Picton Court’s manager Shajitha Augustine said: “Reg treats the kitchen as the heart of the home and the residents, families and staff members enjoy the food – not only the taste, but also the presentation.

“Reg’s crafting skills are impeccable which clearly shows in his practice and his ability to present it with an eye for the users’ taste. Reg’s homemade cakes, biscuits and roasties are well-known by the residents, families, colleagues and even the external professionals.

“Reg treats others with respect and dignity and acts as a role model to his team.

“His passion for caring and catering for others is clear. Reg leads the team with commitment and he will often go above and beyond to ensure that everything runs as smoothly as possible.”

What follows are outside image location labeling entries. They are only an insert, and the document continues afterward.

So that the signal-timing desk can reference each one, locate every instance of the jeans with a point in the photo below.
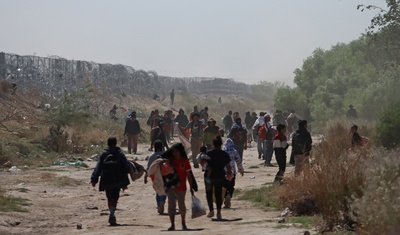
(280, 156)
(240, 148)
(230, 186)
(173, 196)
(299, 162)
(132, 143)
(268, 152)
(159, 199)
(215, 184)
(195, 147)
(261, 147)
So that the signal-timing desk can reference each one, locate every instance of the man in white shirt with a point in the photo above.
(260, 143)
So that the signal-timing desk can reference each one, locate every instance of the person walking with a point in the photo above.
(260, 143)
(219, 159)
(172, 96)
(210, 132)
(238, 134)
(301, 146)
(228, 122)
(268, 134)
(280, 146)
(229, 148)
(112, 168)
(158, 151)
(248, 120)
(177, 159)
(351, 113)
(157, 133)
(132, 131)
(196, 136)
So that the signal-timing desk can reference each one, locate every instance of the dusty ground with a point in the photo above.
(58, 209)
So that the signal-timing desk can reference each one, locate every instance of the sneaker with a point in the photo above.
(160, 208)
(227, 201)
(112, 220)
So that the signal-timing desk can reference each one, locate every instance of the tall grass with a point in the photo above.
(330, 182)
(378, 210)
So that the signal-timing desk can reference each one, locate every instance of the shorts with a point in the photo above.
(112, 194)
(173, 196)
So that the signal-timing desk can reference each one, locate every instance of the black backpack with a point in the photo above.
(298, 143)
(112, 174)
(240, 135)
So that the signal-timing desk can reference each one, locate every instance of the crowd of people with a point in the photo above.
(169, 167)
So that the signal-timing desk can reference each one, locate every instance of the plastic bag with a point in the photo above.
(197, 208)
(223, 195)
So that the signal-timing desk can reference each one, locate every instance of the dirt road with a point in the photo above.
(61, 197)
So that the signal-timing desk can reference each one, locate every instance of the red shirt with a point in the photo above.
(182, 166)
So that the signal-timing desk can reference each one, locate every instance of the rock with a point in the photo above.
(12, 222)
(94, 157)
(285, 212)
(282, 221)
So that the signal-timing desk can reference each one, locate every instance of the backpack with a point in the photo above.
(262, 133)
(298, 143)
(240, 135)
(112, 173)
(171, 180)
(136, 170)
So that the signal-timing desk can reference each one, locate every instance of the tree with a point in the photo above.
(388, 126)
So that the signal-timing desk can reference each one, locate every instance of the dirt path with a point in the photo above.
(58, 209)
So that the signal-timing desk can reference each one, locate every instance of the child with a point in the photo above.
(202, 159)
(280, 145)
(158, 151)
(356, 139)
(229, 148)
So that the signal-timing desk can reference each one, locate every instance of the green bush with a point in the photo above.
(388, 126)
(378, 210)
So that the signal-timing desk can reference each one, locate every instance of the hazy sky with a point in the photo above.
(248, 40)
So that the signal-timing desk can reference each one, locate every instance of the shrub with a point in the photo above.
(378, 211)
(330, 182)
(388, 126)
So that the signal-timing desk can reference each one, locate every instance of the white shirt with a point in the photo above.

Reginald’s culinary expertise includes cuisine from all over the world, and he often treats the residents to themed nights, including, of course, Caribbean nights.

He said: “I have cooked Caribbean food for them; I cooked jerk chicken for them at the summer fete, and I did friend rice, Spanish rice, some Caribbean salads and punch and things, it was a huge success.

“The residents’ families loved it too.

“We have Indian theme nights, and Chinese theme nights, they were very popular, and very much appreciated.

“Sometimes some of the residents are reluctant to try foods they’re unfamiliar with, but as soon as they try the new food, they almost always love it.

“I’m very much looking forward to the awards ceremony, I will get a new suit and make sure I’m all decked out for it!”

Mario Kreft MBE, the Chair of Care Forum Wales, said the Wales Care Awards had gone from strength to strength.

He said: “This year’s ceremony is an even more special occasion because it marks the 15th anniversary of the Wales Care Awards and the 25th anniversary of Care Forum Wales and the event is now firmly established as one of the highlights in the Welsh social care calendar.

“The aim is to recognise the unstinting and often remarkable dedication of our unsung heroes and heroines across Wales.

“The care sector is full of wonderful people because it’s not just a job it’s a vocation – these are the people who really do have the X Factor.

“If you don’t recognise the people who do the caring you will never provide the standards that people need and never recognise the value of the people who need the care in society.

“We need to do all we can to raise the profile of the care sector workforce – they deserve to be lauded and applauded.”